NoonChorusがあらゆる規模のアーティストとパートナーシップ契約を結ぼうとする一方、同社はWaxahatchee、エンジェル・オルセン、ヨ・ラ・テンゴ、ガイデッド・バイ・ヴォイシズといったアーティストとのパートナーシップを通じてニッチなインディーズ市場の開拓にも積極的だ。WaxahatcheeはNoonChorusで5回ライブを開催した(チケット代は15ドル)。Waxahatcheeの代理人は、ライブの売り上げの詳細は明かさなかったものの、ライブ配信は予想以上のもので、中止にならなければ行う予定だったツアーが見込んでいたセールスを上回ったと述べた。

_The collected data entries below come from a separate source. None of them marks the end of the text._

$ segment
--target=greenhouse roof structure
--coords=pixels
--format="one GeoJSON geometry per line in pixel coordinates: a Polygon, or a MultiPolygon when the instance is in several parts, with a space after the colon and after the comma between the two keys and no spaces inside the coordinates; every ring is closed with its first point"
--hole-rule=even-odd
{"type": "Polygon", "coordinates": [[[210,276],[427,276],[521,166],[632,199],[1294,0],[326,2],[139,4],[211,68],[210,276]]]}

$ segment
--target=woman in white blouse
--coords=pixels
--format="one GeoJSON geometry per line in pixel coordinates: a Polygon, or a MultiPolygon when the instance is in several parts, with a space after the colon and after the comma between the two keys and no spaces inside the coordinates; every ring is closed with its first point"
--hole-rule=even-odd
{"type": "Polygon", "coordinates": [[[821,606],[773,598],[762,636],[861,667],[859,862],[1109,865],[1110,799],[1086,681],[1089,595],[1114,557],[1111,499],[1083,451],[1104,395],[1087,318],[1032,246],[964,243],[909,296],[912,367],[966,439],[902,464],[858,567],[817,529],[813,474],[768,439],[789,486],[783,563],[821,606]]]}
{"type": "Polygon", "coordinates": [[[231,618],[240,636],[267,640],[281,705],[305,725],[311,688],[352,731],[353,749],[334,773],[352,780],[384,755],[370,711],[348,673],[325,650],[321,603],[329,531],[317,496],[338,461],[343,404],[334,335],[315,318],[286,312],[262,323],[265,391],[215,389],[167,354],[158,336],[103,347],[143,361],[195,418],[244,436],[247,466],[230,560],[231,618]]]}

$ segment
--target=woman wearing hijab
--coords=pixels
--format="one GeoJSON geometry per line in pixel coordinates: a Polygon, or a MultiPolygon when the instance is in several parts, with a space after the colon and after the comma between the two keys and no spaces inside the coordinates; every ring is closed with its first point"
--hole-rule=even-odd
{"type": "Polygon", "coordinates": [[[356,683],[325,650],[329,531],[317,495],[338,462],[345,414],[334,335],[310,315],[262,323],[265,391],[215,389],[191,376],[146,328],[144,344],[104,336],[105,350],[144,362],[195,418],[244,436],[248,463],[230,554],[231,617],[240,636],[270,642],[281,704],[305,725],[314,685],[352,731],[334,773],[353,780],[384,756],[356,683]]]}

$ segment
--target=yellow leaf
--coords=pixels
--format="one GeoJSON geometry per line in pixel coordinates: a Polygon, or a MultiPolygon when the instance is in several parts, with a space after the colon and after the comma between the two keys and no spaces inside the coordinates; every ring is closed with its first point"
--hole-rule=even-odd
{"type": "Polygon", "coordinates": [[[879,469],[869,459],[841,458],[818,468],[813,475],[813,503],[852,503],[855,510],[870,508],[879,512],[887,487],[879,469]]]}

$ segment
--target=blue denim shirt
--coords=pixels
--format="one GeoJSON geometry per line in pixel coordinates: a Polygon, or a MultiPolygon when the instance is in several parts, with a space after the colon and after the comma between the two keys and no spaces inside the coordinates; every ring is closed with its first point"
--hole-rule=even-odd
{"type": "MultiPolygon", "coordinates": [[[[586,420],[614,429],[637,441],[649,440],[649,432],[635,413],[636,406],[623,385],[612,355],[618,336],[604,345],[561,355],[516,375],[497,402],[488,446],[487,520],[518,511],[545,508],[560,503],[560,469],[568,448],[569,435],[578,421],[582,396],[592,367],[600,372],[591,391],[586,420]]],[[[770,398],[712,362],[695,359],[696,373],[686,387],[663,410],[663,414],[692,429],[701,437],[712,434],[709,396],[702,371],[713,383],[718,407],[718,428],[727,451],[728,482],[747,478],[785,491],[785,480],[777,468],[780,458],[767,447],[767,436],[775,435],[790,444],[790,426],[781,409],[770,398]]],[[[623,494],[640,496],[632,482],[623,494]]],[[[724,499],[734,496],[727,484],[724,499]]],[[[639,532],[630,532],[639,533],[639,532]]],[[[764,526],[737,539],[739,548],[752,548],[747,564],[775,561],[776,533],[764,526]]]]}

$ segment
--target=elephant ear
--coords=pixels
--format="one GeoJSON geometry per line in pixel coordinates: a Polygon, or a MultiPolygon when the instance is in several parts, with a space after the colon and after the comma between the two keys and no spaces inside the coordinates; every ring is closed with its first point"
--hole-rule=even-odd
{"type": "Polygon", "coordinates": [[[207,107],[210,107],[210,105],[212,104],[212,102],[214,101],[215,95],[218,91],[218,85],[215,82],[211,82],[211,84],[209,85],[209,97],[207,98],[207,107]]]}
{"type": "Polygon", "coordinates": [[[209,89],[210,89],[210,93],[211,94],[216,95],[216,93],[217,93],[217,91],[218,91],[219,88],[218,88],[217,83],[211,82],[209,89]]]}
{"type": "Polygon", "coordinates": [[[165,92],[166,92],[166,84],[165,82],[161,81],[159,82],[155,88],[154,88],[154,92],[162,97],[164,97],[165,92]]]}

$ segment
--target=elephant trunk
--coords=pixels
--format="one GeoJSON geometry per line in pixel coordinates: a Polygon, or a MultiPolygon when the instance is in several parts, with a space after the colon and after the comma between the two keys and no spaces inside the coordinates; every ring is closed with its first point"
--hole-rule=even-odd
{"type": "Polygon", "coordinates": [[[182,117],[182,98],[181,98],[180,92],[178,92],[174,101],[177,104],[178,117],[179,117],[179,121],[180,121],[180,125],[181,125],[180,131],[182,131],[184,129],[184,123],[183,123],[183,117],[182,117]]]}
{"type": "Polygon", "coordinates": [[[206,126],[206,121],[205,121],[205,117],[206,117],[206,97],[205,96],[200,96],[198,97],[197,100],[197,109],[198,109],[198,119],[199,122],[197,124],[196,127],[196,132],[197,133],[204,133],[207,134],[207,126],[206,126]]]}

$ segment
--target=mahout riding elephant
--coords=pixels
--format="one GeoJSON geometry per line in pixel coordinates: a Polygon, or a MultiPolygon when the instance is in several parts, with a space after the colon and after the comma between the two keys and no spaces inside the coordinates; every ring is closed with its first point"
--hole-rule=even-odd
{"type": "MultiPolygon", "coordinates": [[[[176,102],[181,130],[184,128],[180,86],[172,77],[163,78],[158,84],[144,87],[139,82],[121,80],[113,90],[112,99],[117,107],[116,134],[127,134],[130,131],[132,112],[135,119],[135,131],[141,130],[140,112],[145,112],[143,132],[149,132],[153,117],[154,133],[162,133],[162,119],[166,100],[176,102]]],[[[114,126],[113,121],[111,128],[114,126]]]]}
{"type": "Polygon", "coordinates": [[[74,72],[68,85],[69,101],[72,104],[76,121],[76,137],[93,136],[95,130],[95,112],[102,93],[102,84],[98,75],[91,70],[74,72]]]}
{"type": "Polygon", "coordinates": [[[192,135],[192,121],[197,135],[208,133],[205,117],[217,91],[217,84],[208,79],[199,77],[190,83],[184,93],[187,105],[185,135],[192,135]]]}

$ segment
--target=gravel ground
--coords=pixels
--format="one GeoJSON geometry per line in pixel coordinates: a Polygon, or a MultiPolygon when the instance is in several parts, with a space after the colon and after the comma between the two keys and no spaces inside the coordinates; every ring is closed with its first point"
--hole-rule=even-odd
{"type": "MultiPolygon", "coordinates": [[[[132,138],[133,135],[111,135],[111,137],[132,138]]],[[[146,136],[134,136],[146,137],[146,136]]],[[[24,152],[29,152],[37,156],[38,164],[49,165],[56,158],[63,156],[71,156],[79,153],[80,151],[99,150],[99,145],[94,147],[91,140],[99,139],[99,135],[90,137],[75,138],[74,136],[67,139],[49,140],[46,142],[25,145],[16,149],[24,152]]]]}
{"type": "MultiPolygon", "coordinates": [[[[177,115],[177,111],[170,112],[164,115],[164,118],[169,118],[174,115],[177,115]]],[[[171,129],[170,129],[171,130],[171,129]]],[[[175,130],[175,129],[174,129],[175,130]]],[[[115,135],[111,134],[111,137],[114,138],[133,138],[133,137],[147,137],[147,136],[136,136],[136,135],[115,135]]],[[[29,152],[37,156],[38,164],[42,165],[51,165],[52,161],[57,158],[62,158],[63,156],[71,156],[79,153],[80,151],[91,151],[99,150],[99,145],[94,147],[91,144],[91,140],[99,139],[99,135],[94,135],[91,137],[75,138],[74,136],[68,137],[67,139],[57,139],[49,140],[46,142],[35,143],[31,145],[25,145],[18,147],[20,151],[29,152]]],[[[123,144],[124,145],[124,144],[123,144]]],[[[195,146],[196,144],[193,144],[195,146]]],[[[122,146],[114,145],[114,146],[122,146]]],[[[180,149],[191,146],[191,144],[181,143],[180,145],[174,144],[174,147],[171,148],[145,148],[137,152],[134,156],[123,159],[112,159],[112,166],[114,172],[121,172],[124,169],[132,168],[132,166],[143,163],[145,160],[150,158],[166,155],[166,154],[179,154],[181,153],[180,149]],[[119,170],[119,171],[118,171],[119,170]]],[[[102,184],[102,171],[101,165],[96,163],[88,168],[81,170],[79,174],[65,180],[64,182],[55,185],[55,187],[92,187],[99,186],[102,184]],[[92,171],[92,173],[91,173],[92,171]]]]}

「マネージャーの多くは、有料モデルに移行するのが少し怖かったんだと思います。なぜなら、私たちはいままでずっとこうしたコンテンツを無料で発信してきたからです」とジェンセン氏は語る。「でも、Waxahatcheeのライブによってそうではないことが明らかになりました。いまのファンは、こうしたコンテンツを観るため、アーティストを支援するために積極的にお金を出します。パンデミック中Waxahatcheeは無料でライブ配信を行なっていましたので、こうしたファンの想いはよく伝わってきました。現在のクオリティを考慮すると、得られる金額はそこまで大きくありません。でも、まさに2つの世界の本当にクールな部分をいいとこ取りしているような状況です。ハイレベルな配信が楽しめる一方、パンデミック初期に見られた配信のような親密感が享受できるのですから」。